- Born: February 21, 1905 Macon, Georgia, US
- Died: December 30, 2003 (aged 98) Atlanta, Georgia
- Education: Morehouse College Brown University
- Occupation: Marine biologist
- Known for: First African American to be awarded a doctoral degree from Brown University, first Morehouse College graduate to earn a Ph.D. and the first African American appointed to the U.S. Atomic Energy Commission (Now the Nuclear Regulatory Commission)
- Board member of: Brown University Board of Trustees
- Parent(s): James M. Nabrit Sr. and Augusta G. West
- Family: James Nabrit Jr. (brother)

= Samuel M. Nabrit =

American marine biologist (1905–2003)

Samuel Milton Nabrit (February 21, 1905 – December 30, 2003) was an American marine biologist. He was the first African American to be awarded a doctoral degree from Brown University, the first Morehouse College graduate to earn a Ph.D. and the first African American appointed to the U.S. Atomic Energy Commission (now the Nuclear Regulatory Commission). He was also the first African American to serve on the Brown University Board of Trustees.
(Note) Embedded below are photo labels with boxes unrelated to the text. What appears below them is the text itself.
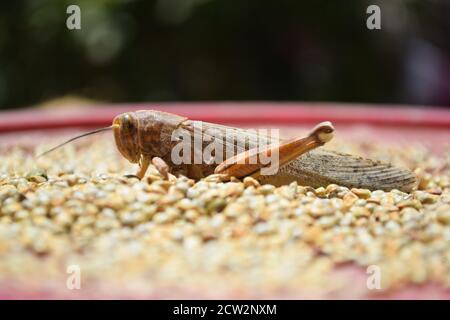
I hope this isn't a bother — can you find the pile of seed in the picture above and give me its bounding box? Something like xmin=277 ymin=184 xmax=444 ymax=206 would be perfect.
xmin=0 ymin=137 xmax=450 ymax=297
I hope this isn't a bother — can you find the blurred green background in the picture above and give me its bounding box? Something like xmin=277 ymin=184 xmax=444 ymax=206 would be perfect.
xmin=0 ymin=0 xmax=450 ymax=109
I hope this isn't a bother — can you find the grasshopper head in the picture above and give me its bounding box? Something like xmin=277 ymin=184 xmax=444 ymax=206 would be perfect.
xmin=112 ymin=112 xmax=140 ymax=163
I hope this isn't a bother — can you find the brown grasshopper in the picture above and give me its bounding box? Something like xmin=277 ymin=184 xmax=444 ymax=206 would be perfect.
xmin=41 ymin=110 xmax=417 ymax=192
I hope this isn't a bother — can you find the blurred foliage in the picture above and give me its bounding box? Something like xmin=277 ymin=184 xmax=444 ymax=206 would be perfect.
xmin=0 ymin=0 xmax=450 ymax=108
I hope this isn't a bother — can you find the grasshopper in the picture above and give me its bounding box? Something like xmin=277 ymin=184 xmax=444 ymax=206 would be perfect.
xmin=41 ymin=110 xmax=418 ymax=192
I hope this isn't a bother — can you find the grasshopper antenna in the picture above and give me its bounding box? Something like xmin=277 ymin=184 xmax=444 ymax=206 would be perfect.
xmin=36 ymin=125 xmax=114 ymax=159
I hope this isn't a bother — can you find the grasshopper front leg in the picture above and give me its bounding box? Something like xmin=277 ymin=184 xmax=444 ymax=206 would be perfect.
xmin=214 ymin=121 xmax=334 ymax=178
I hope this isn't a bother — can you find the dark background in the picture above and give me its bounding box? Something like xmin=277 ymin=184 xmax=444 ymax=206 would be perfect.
xmin=0 ymin=0 xmax=450 ymax=109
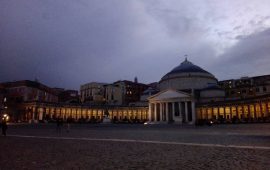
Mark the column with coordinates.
[178,102,182,118]
[172,102,175,121]
[165,102,169,122]
[148,102,152,121]
[191,101,195,124]
[159,103,162,122]
[185,102,188,122]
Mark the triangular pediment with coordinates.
[148,89,191,101]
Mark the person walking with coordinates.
[1,117,7,136]
[67,117,71,132]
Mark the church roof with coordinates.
[167,58,211,75]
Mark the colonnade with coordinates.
[196,101,270,121]
[148,101,196,123]
[24,105,148,120]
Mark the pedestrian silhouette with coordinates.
[56,117,63,133]
[67,117,71,132]
[1,117,7,136]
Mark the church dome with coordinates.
[159,58,217,90]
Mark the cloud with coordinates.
[213,29,270,79]
[0,0,270,89]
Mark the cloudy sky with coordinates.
[0,0,270,89]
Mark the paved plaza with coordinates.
[0,124,270,169]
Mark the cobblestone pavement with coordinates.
[0,124,270,169]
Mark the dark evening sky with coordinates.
[0,0,270,89]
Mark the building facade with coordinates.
[105,80,149,106]
[20,102,148,122]
[80,82,106,104]
[218,75,270,99]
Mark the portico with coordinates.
[148,89,196,124]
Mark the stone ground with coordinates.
[0,124,270,170]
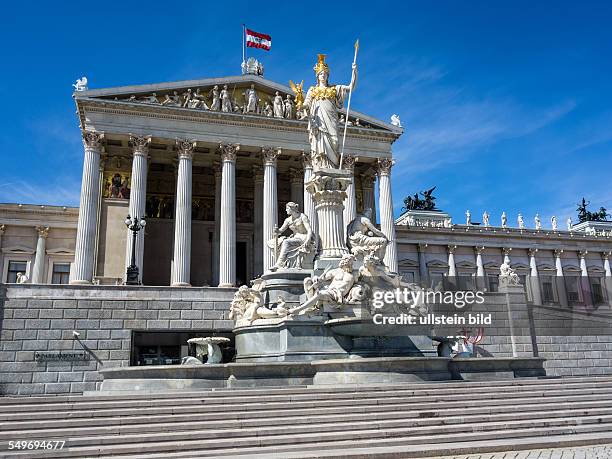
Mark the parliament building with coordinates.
[0,63,612,394]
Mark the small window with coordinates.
[51,263,70,284]
[590,277,604,305]
[6,261,28,284]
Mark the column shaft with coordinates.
[219,144,240,287]
[253,166,264,277]
[31,226,49,284]
[378,158,398,273]
[262,147,281,272]
[342,155,359,239]
[125,136,151,282]
[529,249,542,305]
[172,140,195,287]
[70,132,104,284]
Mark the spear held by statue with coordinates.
[339,39,359,169]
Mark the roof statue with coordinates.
[576,198,610,223]
[402,186,438,211]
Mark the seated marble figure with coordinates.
[346,209,389,260]
[268,202,315,271]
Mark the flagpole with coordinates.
[242,24,246,65]
[339,39,359,169]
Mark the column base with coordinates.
[170,282,191,287]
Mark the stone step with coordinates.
[0,381,612,416]
[0,407,612,445]
[0,399,612,435]
[116,432,612,459]
[6,419,612,458]
[0,375,612,406]
[0,389,612,422]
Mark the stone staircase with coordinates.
[0,376,612,459]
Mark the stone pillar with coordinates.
[302,152,319,244]
[529,248,542,305]
[306,169,350,262]
[361,173,376,223]
[474,246,486,290]
[289,167,304,212]
[212,161,221,285]
[31,226,49,284]
[0,225,6,282]
[578,250,593,305]
[502,247,512,264]
[125,135,151,282]
[604,253,612,306]
[378,158,398,273]
[219,144,240,287]
[554,249,567,306]
[417,244,429,287]
[253,166,264,277]
[342,155,359,239]
[172,139,196,287]
[261,147,281,272]
[70,131,104,284]
[447,245,457,277]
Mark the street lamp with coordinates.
[125,215,147,285]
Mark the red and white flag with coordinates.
[245,29,272,51]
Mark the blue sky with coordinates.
[0,1,612,226]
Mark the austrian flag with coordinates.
[246,29,272,51]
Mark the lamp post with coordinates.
[125,215,147,285]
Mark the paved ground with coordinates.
[440,445,612,459]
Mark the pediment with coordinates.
[73,75,403,137]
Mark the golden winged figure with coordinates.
[289,80,304,110]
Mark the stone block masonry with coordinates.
[0,285,235,395]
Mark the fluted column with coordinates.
[554,249,567,306]
[417,244,429,287]
[378,158,398,273]
[125,135,151,282]
[342,155,359,238]
[219,144,240,287]
[253,165,264,276]
[32,226,49,284]
[578,250,593,305]
[0,225,6,282]
[302,152,319,244]
[212,162,221,285]
[601,251,612,306]
[289,167,304,212]
[172,139,196,287]
[474,246,486,290]
[261,147,281,272]
[529,248,542,305]
[361,173,376,223]
[70,131,104,284]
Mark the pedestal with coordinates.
[306,169,351,270]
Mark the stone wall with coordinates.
[0,285,234,395]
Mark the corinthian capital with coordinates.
[219,143,240,163]
[342,155,359,172]
[36,226,49,239]
[176,139,196,159]
[83,131,104,150]
[261,147,282,166]
[130,134,151,156]
[378,158,395,175]
[302,151,312,169]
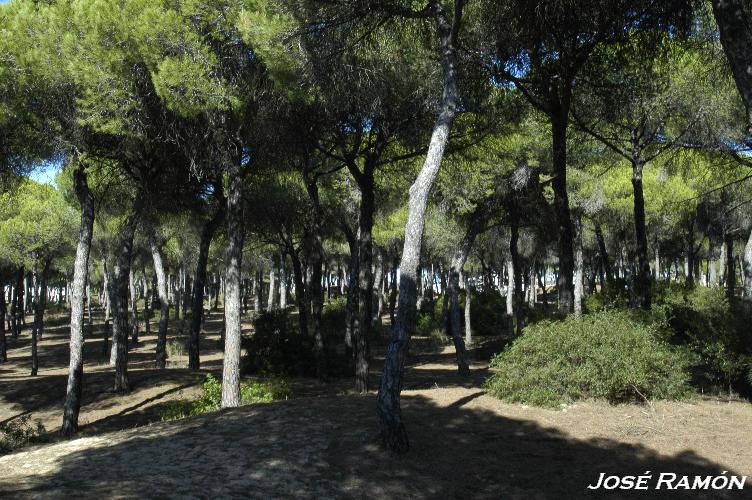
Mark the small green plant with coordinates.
[166,338,185,364]
[161,374,292,420]
[486,311,691,406]
[0,415,45,455]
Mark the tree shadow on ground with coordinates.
[0,393,745,499]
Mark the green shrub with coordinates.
[654,285,752,387]
[241,305,354,377]
[161,374,292,420]
[0,415,45,455]
[486,311,690,406]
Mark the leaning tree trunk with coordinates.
[188,193,225,370]
[290,248,308,337]
[352,172,375,394]
[0,285,8,363]
[712,0,752,134]
[632,158,653,311]
[551,111,574,314]
[222,160,244,408]
[112,195,142,393]
[742,230,752,299]
[724,234,736,307]
[377,0,464,452]
[574,211,585,318]
[445,217,485,374]
[60,165,94,437]
[128,269,138,344]
[31,257,52,377]
[148,225,170,369]
[507,203,524,335]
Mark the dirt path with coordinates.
[0,308,752,499]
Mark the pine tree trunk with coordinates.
[632,158,653,311]
[552,114,574,314]
[188,193,226,370]
[60,166,94,437]
[148,226,170,369]
[712,0,752,134]
[222,160,244,408]
[724,234,736,307]
[112,195,143,393]
[574,211,584,317]
[742,226,752,299]
[377,0,464,452]
[31,257,52,377]
[128,269,138,344]
[0,285,8,363]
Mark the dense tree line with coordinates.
[0,0,752,451]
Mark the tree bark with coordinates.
[0,284,8,363]
[31,257,52,377]
[188,191,226,370]
[551,115,574,314]
[113,194,143,393]
[632,158,653,311]
[724,234,736,307]
[60,165,94,437]
[222,160,245,408]
[742,226,752,299]
[149,226,170,369]
[377,0,464,452]
[574,211,585,318]
[712,0,752,134]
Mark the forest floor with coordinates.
[0,306,752,499]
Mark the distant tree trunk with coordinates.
[188,192,226,370]
[548,111,574,314]
[684,221,695,285]
[31,257,52,377]
[389,257,399,326]
[506,259,514,316]
[708,235,718,288]
[113,195,143,393]
[222,154,245,408]
[377,0,464,452]
[742,231,752,299]
[371,251,384,330]
[253,266,262,314]
[266,256,277,312]
[60,165,94,437]
[149,227,170,369]
[141,267,153,335]
[279,254,287,311]
[632,156,653,311]
[595,221,614,285]
[464,275,473,346]
[574,211,584,317]
[509,201,524,336]
[724,234,736,306]
[343,226,360,349]
[288,252,309,337]
[0,284,8,363]
[12,267,26,340]
[353,169,375,394]
[128,268,138,344]
[718,239,726,286]
[712,0,752,134]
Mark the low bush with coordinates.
[161,374,292,420]
[241,305,354,377]
[0,415,45,455]
[654,285,752,389]
[486,311,691,406]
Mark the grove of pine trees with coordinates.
[0,0,752,452]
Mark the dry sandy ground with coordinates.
[0,308,752,499]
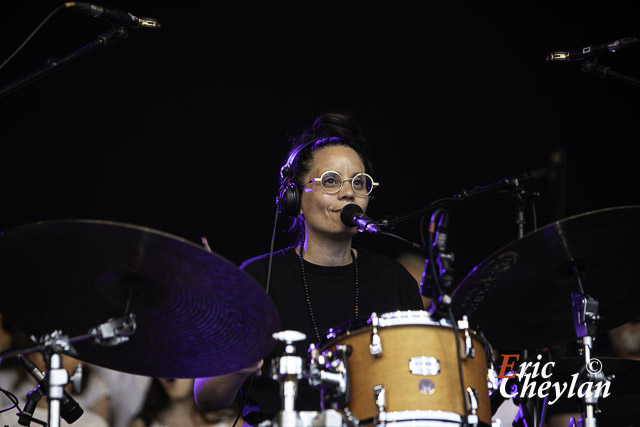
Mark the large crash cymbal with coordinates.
[0,220,279,378]
[452,206,640,350]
==Early life and education==
Born on February 21, 1905, in Macon, Georgia, Samuel Milton Nabrit was the son of James M. Nabrit Sr., a Baptist minister and teacher, and Augusta G. West. One of eight children, all of whom received a college education, Nabrit was elected valedictorian of his high school class in 1921.
His brother James Nabrit Jr., also a graduate of Morehouse College, became the second African-American president of Howard University and Deputy United States Ambassador to the United Nations. He was married to the late Constance Croker.

Nabrit graduated from Morehouse College in 1925, obtained his master's degree from Brown University in 1928 and received his doctorate in biology from Brown University in 1932.
The next four African-American Ph.D. candidates at Brown University were students whom Nabrit taught at Morehouse.

==Professional life==
An accomplished marine biologist, Nabrit studied the regeneration of the tail fins of injured fish at the Marine Biological Laboratory where he became the second African-American scientist to obtain membership into the Marine Biological Laboratory Corporation.

Nabrit began his teaching career at Morehouse College in 1925 where was a professor of zoology and named Chair of the biology department in 1932.
He later became chairman of the biology department at Atlanta University in 1932, and from 1957 to 1955 was dean of the graduate school of arts and sciences at Atlanta University.

In 1950, Nabrit was a research fellow at the University of Brussels in Belgium. The scientific papers Nabrit published, during this period, remained influential in the field for decades.
In 1955, he was named the second president of Texas Southern University where he served as president until 1966. Between 1956 and 1962, Nabrit served on President Dwight D. Eisenhower's National Science Board.

He was appointed by President John F. Kennedy to be the United States Ambassador to Niger. In 1966, President Lyndon B. Johnson appointed Nabrit to the United States Atomic Energy Commission. One year later, Nabrit founded the Southern Fellowship Fund in an effort to assist African-American students pursuing doctoral degrees. He directed the program (later known as the National Fellowship Fund of the Council of Southern Universities) well into his later years of life.

In 1945, he served as president of the National Institute of Science, a nonprofit national scientific organization for students and faculty members at historically black colleges and universities.

In 1967, Nabrit was elected to the Board of Trustees at Brown University.
Along with the Nabrit Fellowship established at Brown University in 1985, the Nabrit Black Graduate Student Association at Brown University is named in his honor.
In 1999, the university honored Nabrit with the hanging of a portrait alongside Brown's most distinguished faculty.

==Selected works==
- "The Role of the Fin Rays in Tailfins of Fishes Fundulus and Goldfish", Biological Bulletin, April 1929.
- "Human Ecology in Georgia", Science Education, October 1944.
- "The Negro in Science", Negro History Bulletin, January 1957.